# 329cm Stör aus dem Fraser



## Dxlfxn (18. November 2006)

Hallo Leute,
hier ein paar Pics von einem Störgiganten aus dem Fraser vom 16.11.2006
Der Fisch war 329 cm lang und 136 cm Gürtelmaß. Er dürfte zwischen 750 und 800 engl. Pfund wiegen und etwa 120 Jahre alt sein. Er wurde schonend released und wird weiter wachsen. Der glückliche Fänger aus Dänemark durfte 2 Stunden und 59 Minuten drillen. Guide war Kevin von der Fraserriverlodge.
Und das ist nicht das Ende der Gardinenstange - es gibt noch größere Fische.
Weitere Infos oder Links nach PN


----------



## wobbler (18. November 2006)

*AW: 329cm Stör aus dem Fraser*

boah

ein drillerlebnis fürs leben......... petri heil !


----------



## sebastian (18. November 2006)

*AW: 329cm Stör aus dem Fraser*

Einfach geil =)
Ich finds absolut faszinierend das es Fische gibt die weit älter sind als die meisten Menschen.


----------



## vaaberg (18. November 2006)

*AW: 329cm Stör aus dem Fraser*

Hallo,                  |muahah: 
drillen ja, fangen auch, aber das der Fisch weiter leben kann ist das allerbeste. Ich finde solche Haltung toll.

Alle Dorsche über 9kg gehen bei mir - wenn´s den zu vertreten ist -  auch zurück, um Nachkommen zu produzieren.
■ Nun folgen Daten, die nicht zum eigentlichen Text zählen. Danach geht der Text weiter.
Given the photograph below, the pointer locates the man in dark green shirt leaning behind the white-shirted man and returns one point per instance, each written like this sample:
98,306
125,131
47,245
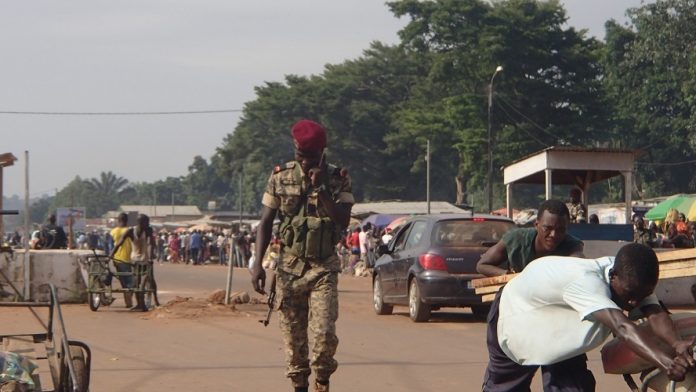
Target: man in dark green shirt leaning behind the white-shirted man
520,247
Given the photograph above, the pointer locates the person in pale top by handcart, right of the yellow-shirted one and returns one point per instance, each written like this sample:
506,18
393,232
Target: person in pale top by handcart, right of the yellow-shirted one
143,246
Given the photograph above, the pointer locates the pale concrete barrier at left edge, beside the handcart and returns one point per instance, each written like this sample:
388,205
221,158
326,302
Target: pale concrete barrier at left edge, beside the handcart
60,267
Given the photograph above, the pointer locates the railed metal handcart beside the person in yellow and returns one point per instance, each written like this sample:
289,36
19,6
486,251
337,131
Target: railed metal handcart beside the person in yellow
100,279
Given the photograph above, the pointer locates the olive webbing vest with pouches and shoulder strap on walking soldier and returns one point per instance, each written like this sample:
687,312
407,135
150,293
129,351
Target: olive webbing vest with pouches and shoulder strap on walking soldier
307,236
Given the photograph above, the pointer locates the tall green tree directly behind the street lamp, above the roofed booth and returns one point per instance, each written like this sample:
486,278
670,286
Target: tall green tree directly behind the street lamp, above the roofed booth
548,94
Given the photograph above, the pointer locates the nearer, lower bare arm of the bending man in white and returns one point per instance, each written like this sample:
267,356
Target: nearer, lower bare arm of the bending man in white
645,344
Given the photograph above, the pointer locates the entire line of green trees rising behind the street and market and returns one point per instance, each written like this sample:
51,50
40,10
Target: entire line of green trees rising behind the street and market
558,87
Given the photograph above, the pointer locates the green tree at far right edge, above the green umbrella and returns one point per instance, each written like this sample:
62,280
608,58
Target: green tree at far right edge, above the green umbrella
650,69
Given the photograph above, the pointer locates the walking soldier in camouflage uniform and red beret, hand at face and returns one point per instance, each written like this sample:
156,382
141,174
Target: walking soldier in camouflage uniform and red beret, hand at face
314,202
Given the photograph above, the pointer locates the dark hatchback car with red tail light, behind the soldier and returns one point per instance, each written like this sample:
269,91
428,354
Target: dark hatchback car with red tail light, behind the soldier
429,262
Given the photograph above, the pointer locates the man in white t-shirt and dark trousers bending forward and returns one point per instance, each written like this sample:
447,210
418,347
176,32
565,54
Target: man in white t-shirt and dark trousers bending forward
561,307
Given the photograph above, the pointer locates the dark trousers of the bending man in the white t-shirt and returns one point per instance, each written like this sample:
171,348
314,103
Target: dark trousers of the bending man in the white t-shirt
505,375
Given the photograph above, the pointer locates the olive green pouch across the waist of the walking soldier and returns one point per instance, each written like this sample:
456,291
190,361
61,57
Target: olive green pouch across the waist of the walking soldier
309,237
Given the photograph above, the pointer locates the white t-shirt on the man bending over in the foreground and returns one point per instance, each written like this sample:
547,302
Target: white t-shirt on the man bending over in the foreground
545,312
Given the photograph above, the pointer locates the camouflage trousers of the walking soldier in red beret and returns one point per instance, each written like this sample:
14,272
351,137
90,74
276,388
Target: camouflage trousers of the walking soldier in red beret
309,301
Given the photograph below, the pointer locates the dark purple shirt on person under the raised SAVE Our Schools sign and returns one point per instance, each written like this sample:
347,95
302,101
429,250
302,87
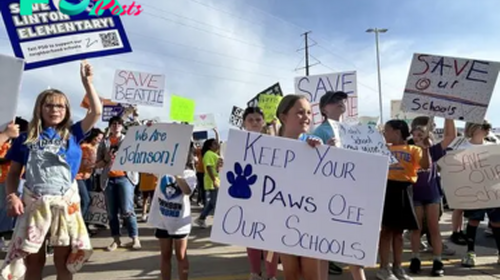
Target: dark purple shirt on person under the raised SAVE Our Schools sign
428,185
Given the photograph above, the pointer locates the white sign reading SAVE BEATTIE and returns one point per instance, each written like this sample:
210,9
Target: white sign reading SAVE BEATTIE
138,88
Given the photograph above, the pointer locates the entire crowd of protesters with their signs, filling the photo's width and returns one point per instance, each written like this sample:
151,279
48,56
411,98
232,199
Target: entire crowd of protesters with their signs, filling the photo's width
64,180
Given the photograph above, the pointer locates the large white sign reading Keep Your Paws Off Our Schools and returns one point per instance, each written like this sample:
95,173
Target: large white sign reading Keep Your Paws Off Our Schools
322,211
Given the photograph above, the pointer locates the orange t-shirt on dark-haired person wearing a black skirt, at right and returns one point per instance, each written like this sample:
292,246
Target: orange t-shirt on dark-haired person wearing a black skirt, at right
408,157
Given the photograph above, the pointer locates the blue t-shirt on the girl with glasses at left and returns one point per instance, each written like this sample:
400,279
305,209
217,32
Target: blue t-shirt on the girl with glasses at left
50,139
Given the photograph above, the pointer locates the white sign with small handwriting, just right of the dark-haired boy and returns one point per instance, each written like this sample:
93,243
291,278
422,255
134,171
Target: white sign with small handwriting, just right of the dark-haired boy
360,137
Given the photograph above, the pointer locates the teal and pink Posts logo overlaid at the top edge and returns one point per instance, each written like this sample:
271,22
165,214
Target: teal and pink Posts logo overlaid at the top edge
75,7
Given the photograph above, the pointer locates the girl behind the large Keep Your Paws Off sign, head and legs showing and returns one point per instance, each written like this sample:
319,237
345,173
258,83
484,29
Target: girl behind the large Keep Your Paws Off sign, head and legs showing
294,113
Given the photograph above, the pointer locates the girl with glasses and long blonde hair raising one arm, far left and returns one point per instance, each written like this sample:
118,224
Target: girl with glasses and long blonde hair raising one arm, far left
50,154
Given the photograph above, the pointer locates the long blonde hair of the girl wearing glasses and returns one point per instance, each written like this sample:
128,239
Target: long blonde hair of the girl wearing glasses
36,124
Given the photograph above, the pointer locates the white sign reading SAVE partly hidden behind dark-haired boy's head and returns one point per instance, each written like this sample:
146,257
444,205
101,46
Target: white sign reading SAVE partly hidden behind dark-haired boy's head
314,87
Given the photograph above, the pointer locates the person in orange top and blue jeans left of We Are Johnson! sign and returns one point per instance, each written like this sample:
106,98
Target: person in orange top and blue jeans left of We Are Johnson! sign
118,187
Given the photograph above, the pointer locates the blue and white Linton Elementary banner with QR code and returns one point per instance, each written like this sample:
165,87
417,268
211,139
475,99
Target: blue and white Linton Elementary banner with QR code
49,37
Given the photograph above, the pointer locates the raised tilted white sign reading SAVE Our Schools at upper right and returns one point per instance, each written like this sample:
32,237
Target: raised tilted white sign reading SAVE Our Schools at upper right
448,87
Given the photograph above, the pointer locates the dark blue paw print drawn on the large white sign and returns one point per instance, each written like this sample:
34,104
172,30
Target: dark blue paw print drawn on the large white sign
240,181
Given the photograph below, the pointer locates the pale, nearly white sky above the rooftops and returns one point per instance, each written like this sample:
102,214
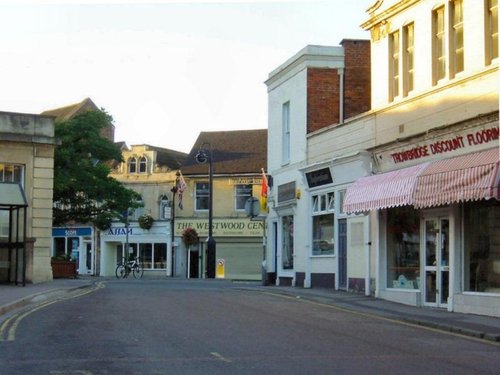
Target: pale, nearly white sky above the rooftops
164,70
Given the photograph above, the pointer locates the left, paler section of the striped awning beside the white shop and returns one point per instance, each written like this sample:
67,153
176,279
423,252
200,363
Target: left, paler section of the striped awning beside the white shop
391,189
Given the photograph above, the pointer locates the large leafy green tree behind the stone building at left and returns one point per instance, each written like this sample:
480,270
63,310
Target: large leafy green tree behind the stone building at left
83,190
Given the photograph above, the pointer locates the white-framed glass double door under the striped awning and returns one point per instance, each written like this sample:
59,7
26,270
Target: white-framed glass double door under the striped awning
436,287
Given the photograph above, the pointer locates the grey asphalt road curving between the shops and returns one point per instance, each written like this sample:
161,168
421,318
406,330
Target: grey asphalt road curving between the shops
218,327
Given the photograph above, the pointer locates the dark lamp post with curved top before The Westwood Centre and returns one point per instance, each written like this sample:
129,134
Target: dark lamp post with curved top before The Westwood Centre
202,157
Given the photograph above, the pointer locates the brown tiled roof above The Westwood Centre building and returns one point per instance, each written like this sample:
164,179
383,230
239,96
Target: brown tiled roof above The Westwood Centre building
233,152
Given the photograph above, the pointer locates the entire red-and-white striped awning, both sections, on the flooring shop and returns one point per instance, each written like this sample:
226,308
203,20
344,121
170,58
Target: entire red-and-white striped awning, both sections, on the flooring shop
463,178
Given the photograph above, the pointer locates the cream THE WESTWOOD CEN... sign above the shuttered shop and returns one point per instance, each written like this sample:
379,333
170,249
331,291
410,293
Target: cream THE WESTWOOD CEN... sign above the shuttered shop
221,227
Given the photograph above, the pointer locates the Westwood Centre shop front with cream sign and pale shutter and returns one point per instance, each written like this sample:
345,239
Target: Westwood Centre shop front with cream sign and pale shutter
239,248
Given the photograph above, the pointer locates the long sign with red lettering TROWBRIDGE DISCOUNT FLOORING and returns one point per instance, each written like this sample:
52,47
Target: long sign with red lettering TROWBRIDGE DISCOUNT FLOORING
466,141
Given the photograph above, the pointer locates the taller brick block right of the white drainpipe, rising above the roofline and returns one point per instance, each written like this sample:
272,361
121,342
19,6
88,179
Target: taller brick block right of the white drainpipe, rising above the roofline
357,88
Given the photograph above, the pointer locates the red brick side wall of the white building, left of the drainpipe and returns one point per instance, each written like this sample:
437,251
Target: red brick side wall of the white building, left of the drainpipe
322,98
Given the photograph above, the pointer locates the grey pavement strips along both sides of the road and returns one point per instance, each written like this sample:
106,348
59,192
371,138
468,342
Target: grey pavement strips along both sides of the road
13,297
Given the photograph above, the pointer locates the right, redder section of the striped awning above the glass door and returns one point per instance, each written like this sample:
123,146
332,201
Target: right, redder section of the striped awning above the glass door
464,178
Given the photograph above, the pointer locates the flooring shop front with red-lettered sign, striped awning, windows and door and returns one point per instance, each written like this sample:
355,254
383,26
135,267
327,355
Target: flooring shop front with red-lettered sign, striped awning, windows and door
437,222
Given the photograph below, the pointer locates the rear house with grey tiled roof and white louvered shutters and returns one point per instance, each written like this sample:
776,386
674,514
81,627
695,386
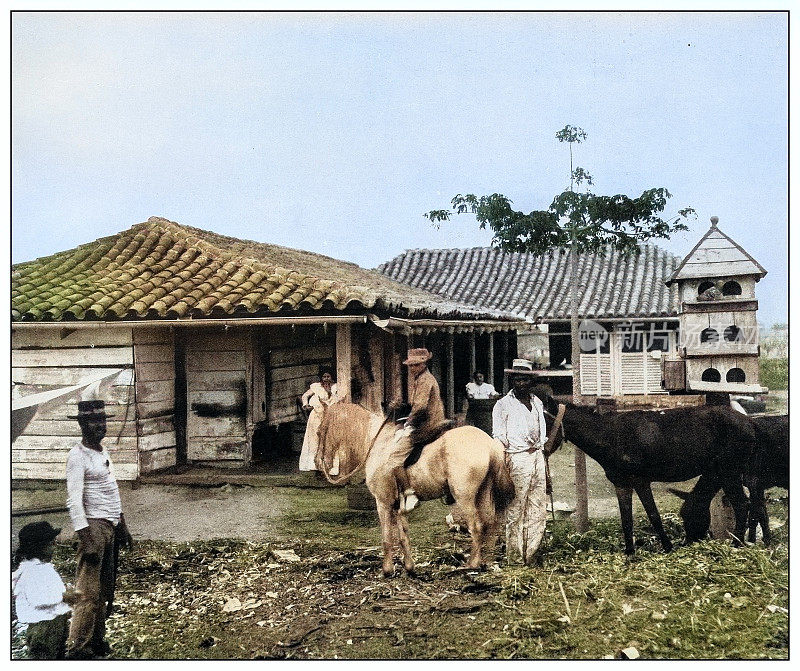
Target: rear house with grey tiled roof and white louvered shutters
624,301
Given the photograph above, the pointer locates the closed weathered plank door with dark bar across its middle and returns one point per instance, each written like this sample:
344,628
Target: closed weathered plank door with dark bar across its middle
216,380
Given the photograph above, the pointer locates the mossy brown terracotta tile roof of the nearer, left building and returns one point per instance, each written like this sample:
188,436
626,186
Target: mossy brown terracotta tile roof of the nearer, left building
160,269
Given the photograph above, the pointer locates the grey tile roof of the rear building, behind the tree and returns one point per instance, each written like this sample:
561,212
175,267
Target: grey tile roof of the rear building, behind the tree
538,286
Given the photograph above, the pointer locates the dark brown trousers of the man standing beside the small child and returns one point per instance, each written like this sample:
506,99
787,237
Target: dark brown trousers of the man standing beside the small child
94,584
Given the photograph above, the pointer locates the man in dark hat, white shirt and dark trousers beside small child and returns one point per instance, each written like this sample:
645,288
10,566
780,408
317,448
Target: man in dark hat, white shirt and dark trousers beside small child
96,512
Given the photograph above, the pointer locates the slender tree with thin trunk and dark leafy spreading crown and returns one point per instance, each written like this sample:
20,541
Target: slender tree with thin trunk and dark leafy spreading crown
576,222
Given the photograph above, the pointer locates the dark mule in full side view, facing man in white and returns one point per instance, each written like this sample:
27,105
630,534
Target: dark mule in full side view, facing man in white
638,448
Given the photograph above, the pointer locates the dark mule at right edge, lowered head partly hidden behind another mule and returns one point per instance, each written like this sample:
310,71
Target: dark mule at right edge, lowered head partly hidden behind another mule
768,467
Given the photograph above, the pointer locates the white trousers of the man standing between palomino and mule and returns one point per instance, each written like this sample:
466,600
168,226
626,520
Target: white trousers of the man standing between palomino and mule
526,517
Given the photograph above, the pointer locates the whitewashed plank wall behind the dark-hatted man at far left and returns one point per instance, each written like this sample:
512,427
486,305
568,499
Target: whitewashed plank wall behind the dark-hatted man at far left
52,358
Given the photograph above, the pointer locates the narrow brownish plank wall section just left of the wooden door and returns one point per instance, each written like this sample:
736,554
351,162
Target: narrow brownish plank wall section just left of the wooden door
154,357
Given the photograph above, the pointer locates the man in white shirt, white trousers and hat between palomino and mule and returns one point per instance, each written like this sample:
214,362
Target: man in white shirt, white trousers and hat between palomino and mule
518,423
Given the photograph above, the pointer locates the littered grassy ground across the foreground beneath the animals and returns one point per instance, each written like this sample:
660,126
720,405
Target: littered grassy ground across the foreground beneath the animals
234,599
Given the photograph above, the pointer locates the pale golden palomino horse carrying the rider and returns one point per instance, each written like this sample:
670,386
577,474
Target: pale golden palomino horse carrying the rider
464,462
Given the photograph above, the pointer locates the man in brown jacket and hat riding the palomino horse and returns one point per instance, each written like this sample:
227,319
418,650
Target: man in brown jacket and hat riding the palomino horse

Ich finde die Trophäenangelei nur dann gut wenn diese Fische, soweit vertretbar relaiset werden.


----------



## HD4ever (18. November 2006)

*AW: 329cm Stör aus dem Fraser*

wow .... 120 Jahre alt ...  #r
hat sich wahrlich gut gewehrt der alte Knochen :m
hoffe für ihn das er noch unzählige weitere Lebensjahre erleben kann ...


----------



## Justhon (18. November 2006)

*AW: 329cm Stör aus dem Fraser*

Wow der is ja riesig:k.
Schön dass er wieder Schwimmen darf,
solche Tiere sind zu schade für die Bratpfanne:q


----------



## carste (18. November 2006)

*AW: 329cm Stör aus dem Fraser*

Hallo!
Mit welchem Köder wurde dieser riesige Stör gefangen???


----------



## Dxlfxn (18. November 2006)

*AW: 329cm Stör aus dem Fraser*

Hallo,
ich habe noch nicht alle Infos, aber die jeweiligen Köder könne sehr verschieden sein. Das, die Präsentation und manchmal ein Ankerplatz, der 2 oder 3m genauer ist, machen den Erfolg aus.

Zum c&r:
Am Fraser werden seit vielen Jahren keine Störe mehr getötet. Alle sportlich gefangenen Fische gehen grundsätzlich wieder ins Wasser. Das Gewicht wird mittels einer Formel bestimmt. Wer damit nicht leben kann, muß eben andere Dinge tun.


----------